Residential construction future appears bleak after record interest rate rises: HIA
Residential construction is entering a downturn as consumer appetite for housing dampens on the back of consecutive interest rate hikes, putting strain on supply.
Slumps in mortgage lending and dwelling approvals are set to strangle supply over the coming months as the industry recalibrates to depressed conditions and migration picks ups and puts more pressure on demand.
The Reserve Bank moved to lift rates by a further 0.25 per cent on Tuesday, the 10th consecutive increase of the cycle. But Housing Industry Association chief economist Tim Reardon does not believe the pullback by consumers is reflective of a direct hip-pocket hit.
“It is coming, but as yet, the response was saying the demand for home building has largely been sentiment-related, not their capacity to get there,” he said last week at the group’s Brisbane Outlook event.
“We do have a problem, which is their capacity to get a loan. As a consequence, we get this scenario: people with a 5 per cent, 10 per cent, 20 per cent deposit are being forced out of the market.”
Data from The Australian Bureau of Statistics released in the past week paints the picture of a housing construction slump after a period of fevered activity through the pandemic.
Lending indicator data released last Friday revealed a 35 per cent year-on-year fall in new mortgages being taken out through January.

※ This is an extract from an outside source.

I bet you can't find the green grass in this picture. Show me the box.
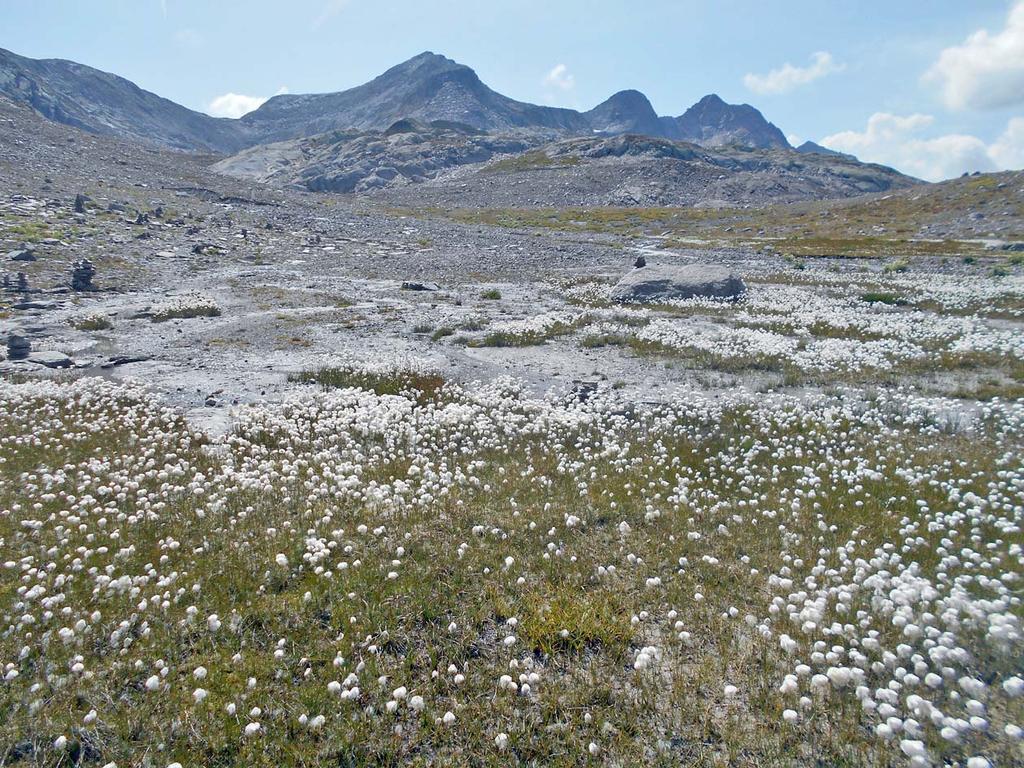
[288,366,447,402]
[483,151,581,174]
[480,289,502,300]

Just 4345 loans were issued for the construction or purchase of a new home in January, the weakest month since November 2008.

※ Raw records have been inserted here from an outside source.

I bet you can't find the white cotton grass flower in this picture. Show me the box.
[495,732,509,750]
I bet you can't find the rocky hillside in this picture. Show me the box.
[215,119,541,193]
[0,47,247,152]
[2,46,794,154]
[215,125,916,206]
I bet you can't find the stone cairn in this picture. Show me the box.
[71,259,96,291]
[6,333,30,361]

Building approvals for detached homes fell 12 per cent compared to 12 months ago, while multi-unit approvals in January declined by 8.4 per cent.
The last time detached house approvals hit these levels coincided with the Reserve Bank decreasing rates in June 2012.
Mr Reardon explained that the traditional economic correlations between approvals and commencements have been out of sync for several years because of the volume of work in the pipeline, with the number of homes approved but not yet commenced significantly outnumbered by homes sold and not yet approved.
“The industry has been quite constipated and it appears that through until the end of last year, completions were still less than commencements,” he said.
“This year, that’s not going to be the case; you’re going to finish more homes than you start.
“By March, I expect the building approvals numbers … that volume of work in the pipeline will be back to pre-Covid, pre-pandemic-type numbers, and all those correlations will start returning.”
Large-scale volume home builders in Sydney and Melbourne are likely to feel the slowdown acutely, with boutique builders to be mostly unaffected.
Mr Reardon expects Queensland, in particular, will experience a pick up in medium and high-density housing over the coming decade as the city prepares for the 2032 Olympics. However, this will not address the shortage of homes in the region.
“There needs to be an enormous investment in infrastructure, and that comes with positives for this industry,” Mr Reardon said.
“But I don’t think that an Olympic Village is going to solve the affordability constraints or supply shortages for southeast corner of Queensland. Definitely not for north Queensland, but it does provide a really nice line in the sand for governments to set out for their plans.”